Yet it's a fine baseline. The actual speedup for switching to rust was 8x, the rest was all about changing data structures, using SIMD, parallelism and batching.

I think it's a great baseline. Within academic context, Python (and perhaps Matlab) are extremely common for data analysis. I doubt many would transition code to other languages unless strictly needed such as the case in the article. Showing how to "simply" speed up code like the article does is a great way to snag speed even if you don't analyze timing, and just replicate steps from this article.

Having done stuff myself as part of research, and having people I know go from developer jobs to research jobs, I can safely say scientists generally do not make good code. Regardless of language. An article like this gives good steps to take from start to end, and would be a valuable tool in a possible transition to better code.

I can absolutely confirm. I work in a specialized industry where we have a team of PhDs in our R&D team that writes quick and dirty code in Fortran. That's what they know, and it's what they're most productive with.

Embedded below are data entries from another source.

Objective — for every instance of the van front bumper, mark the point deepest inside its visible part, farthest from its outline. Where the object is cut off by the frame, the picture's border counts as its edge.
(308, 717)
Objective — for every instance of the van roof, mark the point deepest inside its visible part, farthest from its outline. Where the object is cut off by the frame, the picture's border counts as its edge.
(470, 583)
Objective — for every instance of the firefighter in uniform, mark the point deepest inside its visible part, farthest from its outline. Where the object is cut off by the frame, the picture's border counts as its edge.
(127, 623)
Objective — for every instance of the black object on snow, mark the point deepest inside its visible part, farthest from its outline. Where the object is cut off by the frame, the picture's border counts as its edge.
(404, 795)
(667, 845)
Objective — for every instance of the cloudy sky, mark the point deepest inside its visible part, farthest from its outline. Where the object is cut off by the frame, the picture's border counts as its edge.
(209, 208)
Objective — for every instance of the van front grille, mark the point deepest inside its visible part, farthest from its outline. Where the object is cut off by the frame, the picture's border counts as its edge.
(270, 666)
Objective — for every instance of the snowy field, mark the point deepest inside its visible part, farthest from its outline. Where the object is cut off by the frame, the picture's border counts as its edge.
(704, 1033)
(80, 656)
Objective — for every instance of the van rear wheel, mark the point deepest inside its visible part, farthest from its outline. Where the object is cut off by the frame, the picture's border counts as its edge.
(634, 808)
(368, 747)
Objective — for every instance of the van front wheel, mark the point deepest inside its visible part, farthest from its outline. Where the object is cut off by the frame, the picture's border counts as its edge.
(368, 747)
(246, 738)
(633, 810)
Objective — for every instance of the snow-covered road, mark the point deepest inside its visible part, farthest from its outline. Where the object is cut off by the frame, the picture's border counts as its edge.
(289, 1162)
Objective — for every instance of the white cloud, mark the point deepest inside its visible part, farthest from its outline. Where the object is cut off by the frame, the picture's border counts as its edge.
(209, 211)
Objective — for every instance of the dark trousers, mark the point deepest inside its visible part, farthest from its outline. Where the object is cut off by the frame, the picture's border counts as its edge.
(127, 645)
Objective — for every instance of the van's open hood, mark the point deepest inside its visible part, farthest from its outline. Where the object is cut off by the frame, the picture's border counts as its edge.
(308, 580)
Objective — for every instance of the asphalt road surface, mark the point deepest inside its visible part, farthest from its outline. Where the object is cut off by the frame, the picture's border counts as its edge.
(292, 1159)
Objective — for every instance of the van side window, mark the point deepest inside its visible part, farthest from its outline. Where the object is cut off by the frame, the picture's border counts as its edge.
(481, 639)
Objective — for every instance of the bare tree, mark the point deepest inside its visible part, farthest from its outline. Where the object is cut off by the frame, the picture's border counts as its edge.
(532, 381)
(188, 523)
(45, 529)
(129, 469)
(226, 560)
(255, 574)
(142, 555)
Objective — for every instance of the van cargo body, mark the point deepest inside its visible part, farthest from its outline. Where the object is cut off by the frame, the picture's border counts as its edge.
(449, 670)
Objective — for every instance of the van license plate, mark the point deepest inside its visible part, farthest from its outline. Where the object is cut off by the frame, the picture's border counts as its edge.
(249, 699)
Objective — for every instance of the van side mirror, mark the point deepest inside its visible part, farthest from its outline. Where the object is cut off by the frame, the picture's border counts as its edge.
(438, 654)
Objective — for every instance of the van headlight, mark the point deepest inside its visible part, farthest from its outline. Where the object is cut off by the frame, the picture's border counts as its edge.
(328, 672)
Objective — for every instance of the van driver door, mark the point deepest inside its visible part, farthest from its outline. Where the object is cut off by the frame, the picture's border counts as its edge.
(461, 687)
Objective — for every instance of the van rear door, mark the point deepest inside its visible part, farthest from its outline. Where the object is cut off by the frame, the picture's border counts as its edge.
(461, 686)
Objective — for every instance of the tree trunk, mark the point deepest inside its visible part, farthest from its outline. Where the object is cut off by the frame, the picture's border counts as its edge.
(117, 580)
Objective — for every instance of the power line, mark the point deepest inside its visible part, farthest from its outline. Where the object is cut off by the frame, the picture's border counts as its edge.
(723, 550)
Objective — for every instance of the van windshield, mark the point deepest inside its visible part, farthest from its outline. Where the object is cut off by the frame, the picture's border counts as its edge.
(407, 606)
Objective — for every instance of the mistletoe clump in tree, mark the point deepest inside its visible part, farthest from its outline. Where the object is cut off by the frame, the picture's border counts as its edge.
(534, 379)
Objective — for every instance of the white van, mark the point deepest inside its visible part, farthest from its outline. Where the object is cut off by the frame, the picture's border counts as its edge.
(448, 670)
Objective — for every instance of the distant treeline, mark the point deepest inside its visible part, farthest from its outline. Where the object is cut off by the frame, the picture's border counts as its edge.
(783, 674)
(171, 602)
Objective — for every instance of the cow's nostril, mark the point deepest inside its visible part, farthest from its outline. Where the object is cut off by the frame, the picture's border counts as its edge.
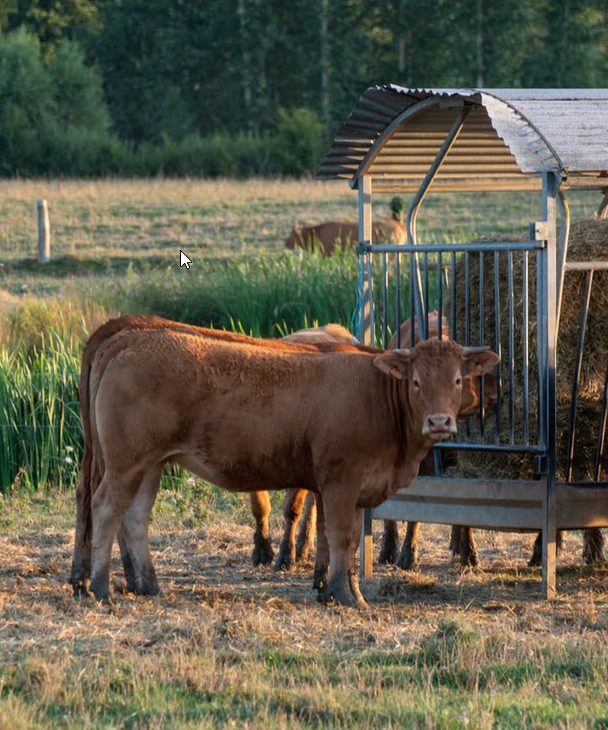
(440, 422)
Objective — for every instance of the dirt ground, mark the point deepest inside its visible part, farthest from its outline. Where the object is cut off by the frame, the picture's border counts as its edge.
(209, 587)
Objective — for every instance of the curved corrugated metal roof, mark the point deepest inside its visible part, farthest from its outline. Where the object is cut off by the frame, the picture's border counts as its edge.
(508, 137)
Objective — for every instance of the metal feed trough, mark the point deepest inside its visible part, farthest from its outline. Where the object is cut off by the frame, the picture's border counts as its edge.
(551, 141)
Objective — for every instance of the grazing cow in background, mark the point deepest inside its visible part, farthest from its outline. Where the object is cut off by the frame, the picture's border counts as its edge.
(328, 236)
(461, 543)
(350, 423)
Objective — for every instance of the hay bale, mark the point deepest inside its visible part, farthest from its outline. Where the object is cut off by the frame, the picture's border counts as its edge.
(588, 242)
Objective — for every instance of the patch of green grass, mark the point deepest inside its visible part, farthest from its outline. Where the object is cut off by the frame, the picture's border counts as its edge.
(206, 687)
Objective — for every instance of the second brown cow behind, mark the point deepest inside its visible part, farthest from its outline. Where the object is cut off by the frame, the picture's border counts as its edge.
(326, 237)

Our production code is in Python. We took one of their solutions and made it way faster, and the main improvement was to restructure the code to not need everything in memory at once. Basically, they were processing data in 4D space, but only needed 3D worth of data at a time, and most of the time was being spent in memory allocation. So we drastically dropped memory usage and memory allocation by simply changing how they iterated, which also meant we could parallelize it, further increasing performance.

They're paid to come up with the algorithms, I'm paid to make it run fast in production. We looked into Rust, but for this project, Python got us well within a reasonable running time and Rust would've requested retaining a lot of our team, but it's still on the table if we need more performance.